This is my second fanfic, so here goes!
Disclaimer: J.K. Rowling wouldn't be writing fanfics, now, would she?
Harry left Umbridge's office in a bad mood. Now, thanks to Umbridge, he had a stupid sentence on the back of his hand! And, might I say, it hurt.
I must not tell lies.
Harry thought that Umbridge should be banned for this, but he certainly wasn't going to give her the satisfaction of him going to Dumbledore.
"Hey, Harry! Can I have your autograph?" Colin Creevy asked behind Harry.
Crap! I thought I ditched him!
"Hey, Colin. Um, actually, I'm busy, I have to go now."
I must not tell lies. Ahh! I think the toad's put a curse on me! I must tell the truth!
"Sure, Colin. I'm not going anywhere."
Colin! Colin, save me! Ask me a question! Any question, so I can see if I must tell the truth!

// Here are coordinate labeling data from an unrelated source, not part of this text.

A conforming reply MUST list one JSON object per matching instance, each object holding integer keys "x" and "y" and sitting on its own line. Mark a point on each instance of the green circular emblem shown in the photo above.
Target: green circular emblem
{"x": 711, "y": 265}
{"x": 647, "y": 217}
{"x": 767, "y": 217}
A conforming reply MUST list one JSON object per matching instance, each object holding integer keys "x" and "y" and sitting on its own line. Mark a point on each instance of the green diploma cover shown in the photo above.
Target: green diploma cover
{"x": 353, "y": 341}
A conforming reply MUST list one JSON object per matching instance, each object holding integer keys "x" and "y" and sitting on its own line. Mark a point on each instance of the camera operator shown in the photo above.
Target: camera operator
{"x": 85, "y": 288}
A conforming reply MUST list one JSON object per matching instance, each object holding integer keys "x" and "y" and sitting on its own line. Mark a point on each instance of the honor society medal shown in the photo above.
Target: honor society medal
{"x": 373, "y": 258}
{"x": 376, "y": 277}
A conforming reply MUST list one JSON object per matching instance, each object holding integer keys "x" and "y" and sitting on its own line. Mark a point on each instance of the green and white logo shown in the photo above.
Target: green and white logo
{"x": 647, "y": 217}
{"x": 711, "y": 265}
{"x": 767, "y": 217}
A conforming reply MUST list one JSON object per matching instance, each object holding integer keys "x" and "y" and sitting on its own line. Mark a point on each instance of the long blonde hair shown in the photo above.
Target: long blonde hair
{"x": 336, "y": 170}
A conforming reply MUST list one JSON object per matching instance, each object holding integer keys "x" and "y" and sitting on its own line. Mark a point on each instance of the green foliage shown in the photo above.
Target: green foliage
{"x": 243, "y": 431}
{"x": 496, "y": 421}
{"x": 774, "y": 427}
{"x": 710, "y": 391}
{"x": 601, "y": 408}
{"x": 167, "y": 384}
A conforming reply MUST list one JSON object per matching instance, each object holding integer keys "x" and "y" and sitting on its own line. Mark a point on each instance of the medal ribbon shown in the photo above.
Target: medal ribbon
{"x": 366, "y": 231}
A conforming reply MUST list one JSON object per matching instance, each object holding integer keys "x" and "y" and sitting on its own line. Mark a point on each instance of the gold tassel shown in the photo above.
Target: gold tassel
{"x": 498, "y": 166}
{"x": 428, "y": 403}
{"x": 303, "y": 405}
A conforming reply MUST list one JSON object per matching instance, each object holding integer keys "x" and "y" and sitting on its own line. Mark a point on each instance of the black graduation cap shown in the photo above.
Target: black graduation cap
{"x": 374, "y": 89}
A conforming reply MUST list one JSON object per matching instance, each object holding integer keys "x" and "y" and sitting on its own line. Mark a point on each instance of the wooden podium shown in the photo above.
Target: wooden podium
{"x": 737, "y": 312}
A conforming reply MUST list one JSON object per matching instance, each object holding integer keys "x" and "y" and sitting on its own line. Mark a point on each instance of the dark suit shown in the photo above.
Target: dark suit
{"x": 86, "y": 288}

"Hey, Harry, I have another question."
Yes! Thank you, Colin!
"What kind of boxers do you wear?"
What?
"Four leaf clovers."
Did I just say that?
"Thanks, Harry!"
"Sure, Creepy. I mean Creevy."
Ahh! What's going on with me today?
Harry quickly ascended the multiple stairs it took to get to the Gryffindor common room. Ron and Hermione were sitting on the couch in front of the fire.
"What did the old git make you do?" asked Ron, looking up.
Lines.
"She made me write "I must not tell lies" in my own blood." Harry answered automatically. "And I think she's also cursed me! It's like I can't lie anymore! I have to tell the absolute truth!"

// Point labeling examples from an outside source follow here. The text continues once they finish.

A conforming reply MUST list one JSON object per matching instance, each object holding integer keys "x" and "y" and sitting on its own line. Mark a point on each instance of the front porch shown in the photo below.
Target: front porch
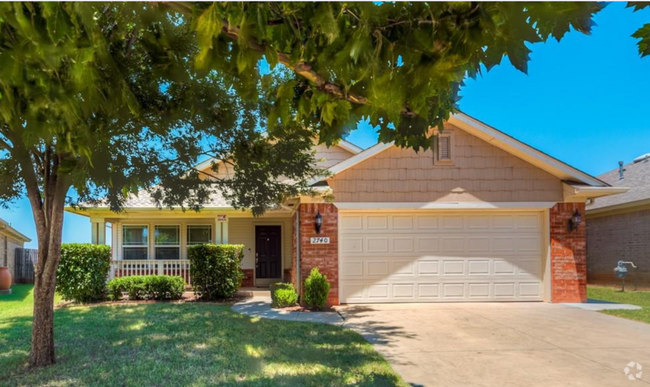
{"x": 152, "y": 244}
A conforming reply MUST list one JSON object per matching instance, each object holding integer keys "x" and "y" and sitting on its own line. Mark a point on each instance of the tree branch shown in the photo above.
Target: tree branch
{"x": 303, "y": 69}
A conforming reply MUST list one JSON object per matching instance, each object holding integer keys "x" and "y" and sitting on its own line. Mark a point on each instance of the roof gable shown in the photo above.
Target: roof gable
{"x": 500, "y": 140}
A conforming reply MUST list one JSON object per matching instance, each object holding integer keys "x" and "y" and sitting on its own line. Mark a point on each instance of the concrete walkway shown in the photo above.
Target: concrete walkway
{"x": 504, "y": 344}
{"x": 598, "y": 305}
{"x": 261, "y": 307}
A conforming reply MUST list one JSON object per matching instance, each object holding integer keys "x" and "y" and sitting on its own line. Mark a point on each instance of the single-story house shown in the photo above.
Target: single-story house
{"x": 619, "y": 226}
{"x": 10, "y": 240}
{"x": 480, "y": 217}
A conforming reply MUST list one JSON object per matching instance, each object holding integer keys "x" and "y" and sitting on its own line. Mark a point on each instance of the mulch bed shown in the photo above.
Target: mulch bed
{"x": 303, "y": 309}
{"x": 186, "y": 298}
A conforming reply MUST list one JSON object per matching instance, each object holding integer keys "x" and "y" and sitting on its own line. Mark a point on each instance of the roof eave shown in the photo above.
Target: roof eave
{"x": 523, "y": 150}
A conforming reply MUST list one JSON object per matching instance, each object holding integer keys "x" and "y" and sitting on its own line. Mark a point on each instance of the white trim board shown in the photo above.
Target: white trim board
{"x": 446, "y": 206}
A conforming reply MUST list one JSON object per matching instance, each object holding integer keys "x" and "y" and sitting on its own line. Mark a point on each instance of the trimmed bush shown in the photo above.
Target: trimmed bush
{"x": 147, "y": 287}
{"x": 283, "y": 295}
{"x": 82, "y": 272}
{"x": 316, "y": 289}
{"x": 216, "y": 270}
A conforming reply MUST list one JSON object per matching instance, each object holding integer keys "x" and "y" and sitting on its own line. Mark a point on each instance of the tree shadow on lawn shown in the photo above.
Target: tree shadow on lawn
{"x": 190, "y": 345}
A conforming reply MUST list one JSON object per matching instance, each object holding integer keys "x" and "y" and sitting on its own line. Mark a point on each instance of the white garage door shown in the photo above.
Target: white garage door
{"x": 434, "y": 257}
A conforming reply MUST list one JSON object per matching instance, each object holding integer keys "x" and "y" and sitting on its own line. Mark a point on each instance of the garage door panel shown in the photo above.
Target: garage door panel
{"x": 437, "y": 257}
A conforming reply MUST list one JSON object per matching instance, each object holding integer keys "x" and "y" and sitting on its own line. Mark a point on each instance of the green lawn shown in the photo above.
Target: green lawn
{"x": 640, "y": 298}
{"x": 198, "y": 344}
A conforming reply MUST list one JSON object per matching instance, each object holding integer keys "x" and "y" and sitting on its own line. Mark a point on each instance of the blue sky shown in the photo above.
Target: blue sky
{"x": 585, "y": 101}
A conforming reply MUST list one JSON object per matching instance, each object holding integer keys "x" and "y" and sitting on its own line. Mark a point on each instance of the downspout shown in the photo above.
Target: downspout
{"x": 298, "y": 283}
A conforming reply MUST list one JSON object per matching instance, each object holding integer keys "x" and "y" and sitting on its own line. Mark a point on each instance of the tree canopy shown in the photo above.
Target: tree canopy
{"x": 105, "y": 99}
{"x": 398, "y": 64}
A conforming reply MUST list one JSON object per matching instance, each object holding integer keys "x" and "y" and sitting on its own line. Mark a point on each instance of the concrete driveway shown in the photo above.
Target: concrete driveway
{"x": 504, "y": 344}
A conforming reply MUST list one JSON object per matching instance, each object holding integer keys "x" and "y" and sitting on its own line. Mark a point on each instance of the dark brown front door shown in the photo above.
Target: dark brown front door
{"x": 268, "y": 252}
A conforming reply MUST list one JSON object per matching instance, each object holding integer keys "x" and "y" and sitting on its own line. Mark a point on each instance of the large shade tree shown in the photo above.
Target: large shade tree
{"x": 102, "y": 100}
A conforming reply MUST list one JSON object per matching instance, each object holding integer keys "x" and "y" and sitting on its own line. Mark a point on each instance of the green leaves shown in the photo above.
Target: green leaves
{"x": 350, "y": 52}
{"x": 643, "y": 34}
{"x": 207, "y": 25}
{"x": 325, "y": 21}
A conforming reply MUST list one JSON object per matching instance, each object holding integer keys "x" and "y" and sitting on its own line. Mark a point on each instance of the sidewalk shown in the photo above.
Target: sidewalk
{"x": 261, "y": 307}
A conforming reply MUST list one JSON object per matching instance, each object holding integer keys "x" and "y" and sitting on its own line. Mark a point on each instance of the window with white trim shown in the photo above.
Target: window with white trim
{"x": 167, "y": 242}
{"x": 444, "y": 147}
{"x": 199, "y": 234}
{"x": 135, "y": 242}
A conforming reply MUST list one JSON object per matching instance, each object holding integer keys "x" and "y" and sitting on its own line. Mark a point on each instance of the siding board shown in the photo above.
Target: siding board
{"x": 480, "y": 172}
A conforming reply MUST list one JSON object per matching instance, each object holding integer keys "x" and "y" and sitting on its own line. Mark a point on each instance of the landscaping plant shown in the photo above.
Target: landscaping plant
{"x": 103, "y": 100}
{"x": 316, "y": 289}
{"x": 147, "y": 287}
{"x": 283, "y": 295}
{"x": 215, "y": 270}
{"x": 82, "y": 272}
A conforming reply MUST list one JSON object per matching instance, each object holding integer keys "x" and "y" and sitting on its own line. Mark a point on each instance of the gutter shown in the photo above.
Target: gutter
{"x": 297, "y": 226}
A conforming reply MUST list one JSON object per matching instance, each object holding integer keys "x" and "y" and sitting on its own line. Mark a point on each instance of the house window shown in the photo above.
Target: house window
{"x": 199, "y": 234}
{"x": 444, "y": 147}
{"x": 167, "y": 242}
{"x": 135, "y": 242}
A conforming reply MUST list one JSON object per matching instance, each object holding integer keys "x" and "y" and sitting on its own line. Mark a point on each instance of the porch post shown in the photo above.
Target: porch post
{"x": 98, "y": 231}
{"x": 221, "y": 229}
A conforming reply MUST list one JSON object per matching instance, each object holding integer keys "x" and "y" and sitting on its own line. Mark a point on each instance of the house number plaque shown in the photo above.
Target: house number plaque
{"x": 319, "y": 240}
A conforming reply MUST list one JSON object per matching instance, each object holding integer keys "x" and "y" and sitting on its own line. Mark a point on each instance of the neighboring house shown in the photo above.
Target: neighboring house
{"x": 481, "y": 217}
{"x": 10, "y": 240}
{"x": 619, "y": 225}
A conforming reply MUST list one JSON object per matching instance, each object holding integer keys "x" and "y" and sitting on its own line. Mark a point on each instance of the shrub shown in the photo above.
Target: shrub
{"x": 147, "y": 287}
{"x": 316, "y": 289}
{"x": 216, "y": 270}
{"x": 82, "y": 272}
{"x": 283, "y": 295}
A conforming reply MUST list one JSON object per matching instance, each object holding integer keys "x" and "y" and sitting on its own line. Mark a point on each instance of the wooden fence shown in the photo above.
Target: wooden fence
{"x": 24, "y": 265}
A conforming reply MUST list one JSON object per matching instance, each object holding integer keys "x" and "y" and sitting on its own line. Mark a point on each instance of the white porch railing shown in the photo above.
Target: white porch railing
{"x": 177, "y": 267}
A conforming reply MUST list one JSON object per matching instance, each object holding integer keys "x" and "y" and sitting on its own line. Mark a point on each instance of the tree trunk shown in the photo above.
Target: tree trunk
{"x": 42, "y": 353}
{"x": 49, "y": 254}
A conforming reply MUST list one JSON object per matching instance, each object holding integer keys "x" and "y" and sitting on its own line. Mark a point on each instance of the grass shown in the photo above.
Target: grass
{"x": 191, "y": 344}
{"x": 640, "y": 298}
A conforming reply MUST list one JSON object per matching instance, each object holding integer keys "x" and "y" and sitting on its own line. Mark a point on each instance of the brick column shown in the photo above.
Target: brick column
{"x": 568, "y": 255}
{"x": 323, "y": 256}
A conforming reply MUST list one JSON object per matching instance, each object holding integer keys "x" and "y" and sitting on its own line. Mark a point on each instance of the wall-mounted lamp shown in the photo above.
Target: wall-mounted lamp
{"x": 575, "y": 221}
{"x": 318, "y": 222}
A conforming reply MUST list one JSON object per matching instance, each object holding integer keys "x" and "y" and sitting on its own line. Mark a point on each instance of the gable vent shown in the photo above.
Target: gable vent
{"x": 444, "y": 148}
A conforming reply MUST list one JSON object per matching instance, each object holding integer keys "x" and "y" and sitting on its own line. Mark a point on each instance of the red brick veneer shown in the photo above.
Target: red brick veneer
{"x": 568, "y": 255}
{"x": 323, "y": 256}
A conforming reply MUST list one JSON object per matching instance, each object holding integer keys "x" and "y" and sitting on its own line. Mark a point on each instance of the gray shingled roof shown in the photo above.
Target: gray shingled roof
{"x": 636, "y": 176}
{"x": 144, "y": 200}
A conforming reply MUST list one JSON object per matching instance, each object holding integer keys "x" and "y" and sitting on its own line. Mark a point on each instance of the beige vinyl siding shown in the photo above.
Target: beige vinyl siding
{"x": 242, "y": 231}
{"x": 479, "y": 172}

"Cool." Said Ron. "What kind of boxers do you wear?"
Gahhhhhh!
"Four- leaf- clovers." Harry struggled silently with himself.
"Cool! Wait, I thought you had pink hearts?" said Ron.
"You have to tell Dumbledore! He can put a stop to this!" Hermione said, glaring at Ron.
"WTF!? I'm DEFINITLY not going to see Dumbledork!"
"Dumbledork!?" Hermione and Ron exclaimed in unison.
"I mean Dumblodore! No, Dumbbells! ARRRRRRRGH!"
"What did you do with Harry?" whispered Ron.
"You're right! Someone's impersonating him! Oh, no!" Hermione cried. She pointed her wand at Harry and said, "Silencio!", and dug in his pocket for his wand while Ron pinned his arms to his sides.
Noooo! I MUST let them know I am the REAL Harry Potter.
Just then, Harry Potter walked through the portrait hole.
Harry (the first one) stopped struggling and froze, as did the other Harry. They stared at each other. And stared. And stared. And stared. Until Ron broke the silence by saying, "Well, this is awkward." Hermione flung herself at the second Harry, still clutching the first Harrys wand, and cried, "Harry! You have to help us! You're being impersonated by this scum!" she motioned at the first Harry, who was still being held hostage.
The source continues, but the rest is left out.